Jane Chatham is a gentlewoman
down on her luck and without family upon whom she can rely. She realizes that she may
be able to make enough money to live on by giving dancing lessons to the
children of the nobility, and she has measured success at this - enough to keep her
off the breadline. However, when she comes to the notice of various gentlemen as
she gives dancing lessons at the home of Lady Harwood, she finds herself in
the middle of some gentle espionage. Simon Atwood, Lord Granger, asks her to
give him information on various people who are flocking around Lady Harwood.
Espionage is catching. In due course, Lady Harwood and Viscount Delancey also ask Jane to spy for them. Jane has loyalty to her original employer,
though, and keeps in touch with Simon. As they spend more time together, it looks like Jane's reputation might be damaged beyond repair
- but as Simon has apparently been damaged beyond repair following imprisonment and torture by the French, what chance does she have to smoothe her life out? And who might be trying to kill Simon?
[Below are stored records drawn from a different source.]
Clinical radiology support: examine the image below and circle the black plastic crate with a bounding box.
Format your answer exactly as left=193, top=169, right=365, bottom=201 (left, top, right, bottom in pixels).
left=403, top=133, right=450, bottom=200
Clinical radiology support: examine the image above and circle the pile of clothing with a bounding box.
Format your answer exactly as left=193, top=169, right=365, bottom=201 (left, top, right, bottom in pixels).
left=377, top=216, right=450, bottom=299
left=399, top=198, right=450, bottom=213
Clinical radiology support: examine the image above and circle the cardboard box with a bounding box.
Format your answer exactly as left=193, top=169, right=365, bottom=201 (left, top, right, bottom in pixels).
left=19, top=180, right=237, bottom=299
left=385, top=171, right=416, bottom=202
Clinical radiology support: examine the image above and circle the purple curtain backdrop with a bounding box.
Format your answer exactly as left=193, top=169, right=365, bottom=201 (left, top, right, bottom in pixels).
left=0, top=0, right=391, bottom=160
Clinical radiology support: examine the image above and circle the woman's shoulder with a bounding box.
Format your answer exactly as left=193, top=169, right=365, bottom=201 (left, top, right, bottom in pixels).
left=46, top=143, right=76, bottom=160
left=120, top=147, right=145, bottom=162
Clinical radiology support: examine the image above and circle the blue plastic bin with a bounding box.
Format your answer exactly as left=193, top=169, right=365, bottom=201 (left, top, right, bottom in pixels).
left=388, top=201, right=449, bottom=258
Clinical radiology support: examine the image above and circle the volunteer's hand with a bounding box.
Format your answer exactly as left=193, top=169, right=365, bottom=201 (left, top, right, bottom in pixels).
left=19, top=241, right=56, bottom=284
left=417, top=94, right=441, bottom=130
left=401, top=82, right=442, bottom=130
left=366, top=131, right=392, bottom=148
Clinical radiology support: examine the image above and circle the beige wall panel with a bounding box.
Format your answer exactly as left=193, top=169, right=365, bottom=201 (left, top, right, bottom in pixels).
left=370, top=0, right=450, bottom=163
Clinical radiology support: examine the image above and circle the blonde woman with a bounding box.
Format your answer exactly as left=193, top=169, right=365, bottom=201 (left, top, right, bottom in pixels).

In this gentle story, events float along with few really exciting moments. The relationship between Simon and Jane feels a bit woolly with no obvious reason apart from physical appearance for the two to be attracted to each other. Jane's strange mix of naivete and common sense and Simon's actions often seem a bit strange. He
goes to great efforts to disguise himself then keeps putting Jane in dodgy situations. The spying plot doesn't work very well to this reader, with the unmasking of the villain no surprise at all. The plot device of Lady Harwood's salons also feels contrived, as do Jane's various mishaps. All in all, this
is an inoffensive book but with little really to recommend it.